O assunto foi sério a ponto do meu irmão mais velho ter ido conhecer o tal “senhor”, que lhe assegurou o genuíno amor pela avó e esta lhe terá feito sentir que, pela primeira vez na vida, se sentiu amada, sem ter encontrado na família um ombro para chorar, um conselho amigo ou um ouvido para escutar a sua felicidade, por efémera que fosse, quando tinha direito a ela, sem julgamentos e sem crítica.
Foi livre e amou enquanto durou. Como começou, não sei. Como acabou, também não. Terá acabado quando acabaram os bens? O relógio de ouro do avô e outras minudências sumiram então. Se foi a paga e se foi feliz, só isso interessa.
Nessa época, eu estava empenhada em construir o meu futuro e os meus preconceitos ainda não se tinham dissipado. A formatação é impressionante e é preciso força e tempo para arrancar conceitos que são instilados de modo constante e subtil. Mas mais do que isso, sinto que fugi para a frente, incapaz de a ouvir, por estar ocupada comigo e incapaz de derrubar o mito da avó idosa submissa e sem direito a amar e ser amada, para além do “amor” familiar e de circunstância. Mea culpa.
domingo, 2 de junho de 2024
Paul Auster
Quando acabo de ler um livro, pergunto-me: o que aprendi com
ele?
Paul Auster morreu recentemente sem e eu ter lido nada dele.
Não que eu seja um grande leitor, vou lendo como quem tira cerejas de uma taça (um
traz outro), mas tinha um Auster na prateleira à espera dos seus dias. A sua morte
foi o “trigger”, para pegar no “Sunset park”, mesmo tendo
sido aconselhado a ler o seu último o “4321”.

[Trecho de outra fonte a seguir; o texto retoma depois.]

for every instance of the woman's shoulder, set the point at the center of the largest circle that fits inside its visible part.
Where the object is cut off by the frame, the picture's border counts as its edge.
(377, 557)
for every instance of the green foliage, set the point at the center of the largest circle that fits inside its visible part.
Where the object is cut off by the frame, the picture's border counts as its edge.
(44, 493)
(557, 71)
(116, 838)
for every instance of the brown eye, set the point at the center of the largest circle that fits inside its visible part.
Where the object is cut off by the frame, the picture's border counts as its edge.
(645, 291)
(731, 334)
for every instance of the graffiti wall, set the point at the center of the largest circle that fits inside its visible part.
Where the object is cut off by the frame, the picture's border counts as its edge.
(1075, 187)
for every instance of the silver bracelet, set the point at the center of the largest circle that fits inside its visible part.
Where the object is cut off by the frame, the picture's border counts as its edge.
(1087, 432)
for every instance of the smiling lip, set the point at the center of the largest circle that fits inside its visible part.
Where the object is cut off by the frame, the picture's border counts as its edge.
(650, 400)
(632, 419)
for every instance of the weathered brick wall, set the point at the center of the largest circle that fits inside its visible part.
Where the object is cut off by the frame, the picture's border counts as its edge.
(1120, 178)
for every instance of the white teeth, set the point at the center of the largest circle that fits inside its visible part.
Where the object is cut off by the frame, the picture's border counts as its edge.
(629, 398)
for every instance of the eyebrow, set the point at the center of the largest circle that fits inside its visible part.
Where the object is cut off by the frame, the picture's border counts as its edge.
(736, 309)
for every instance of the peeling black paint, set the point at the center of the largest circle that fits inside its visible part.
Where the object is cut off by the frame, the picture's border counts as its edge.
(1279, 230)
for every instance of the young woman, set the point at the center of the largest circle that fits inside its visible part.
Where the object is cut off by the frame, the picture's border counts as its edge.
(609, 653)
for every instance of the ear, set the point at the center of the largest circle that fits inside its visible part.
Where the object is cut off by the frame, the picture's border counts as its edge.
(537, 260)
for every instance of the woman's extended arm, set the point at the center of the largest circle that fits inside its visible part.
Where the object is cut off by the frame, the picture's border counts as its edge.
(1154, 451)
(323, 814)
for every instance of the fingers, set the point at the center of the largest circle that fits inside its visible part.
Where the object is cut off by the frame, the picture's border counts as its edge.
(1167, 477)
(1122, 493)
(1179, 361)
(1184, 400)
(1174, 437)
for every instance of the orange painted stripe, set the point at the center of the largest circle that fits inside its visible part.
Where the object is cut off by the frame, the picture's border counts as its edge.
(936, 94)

Paul Auster é judeu e como os judeus vivem maioritariamente
ou na Califórnia ou em Nova York, para além de Israel, Sunset park é em NY e o
estar dos personagens é novaiorquino, com as suas pequenas histórias a se entrecruzarem
que, bem espremidas, não me “inspiraram”.
No entanto, ficou-me a descrição de Bing Nathan:
Ele é um soldado da indignação, o campeão do descontentamento,
o militante que desmascara a vida contemporânea e sonha construir uma nova
realidade a partir das ruínas de um mundo que falhou. Ao contrário da maior
parte dos contestatários do seu género, não acredita na acção política. Não
pertence a nenhum movimento nem a nenhum partido, nunca falou em público e não
tem o menor desejo de conduzir hordas furiosas pelas ruas a fim de incendiarem edifícios
e derrubarem governos. É uma posição puramente pessoal, mas tem a certeza de
que, se viver a sua vida de acordo com os princípios que estabeleceu para si mesmo,
os outros seguirão o seu exemplo.
Portanto, quando ele fala do mundo, está a referir-se ao seu mundo, à pequena e circunscrita esfera da sua própria vida, e não ao mundo global, que é demasiado grande e demasiado imperfeito para que as suas acções possam produzir nele algum efeito. Concentra-se pois no local, no particular, nos quase invisíveis pormenores dos assunto quotidianos. As decisões que toma são necessariamente pequenas, mas pequeno nem sempre significa sem importância , e, dia após dia, luta para se manter fiel à norma fundamental do seu descontentamento: uma oposição constante e firme às coisas-tal-qual-como-estão, resistir ao "status quo" em todas as frentes.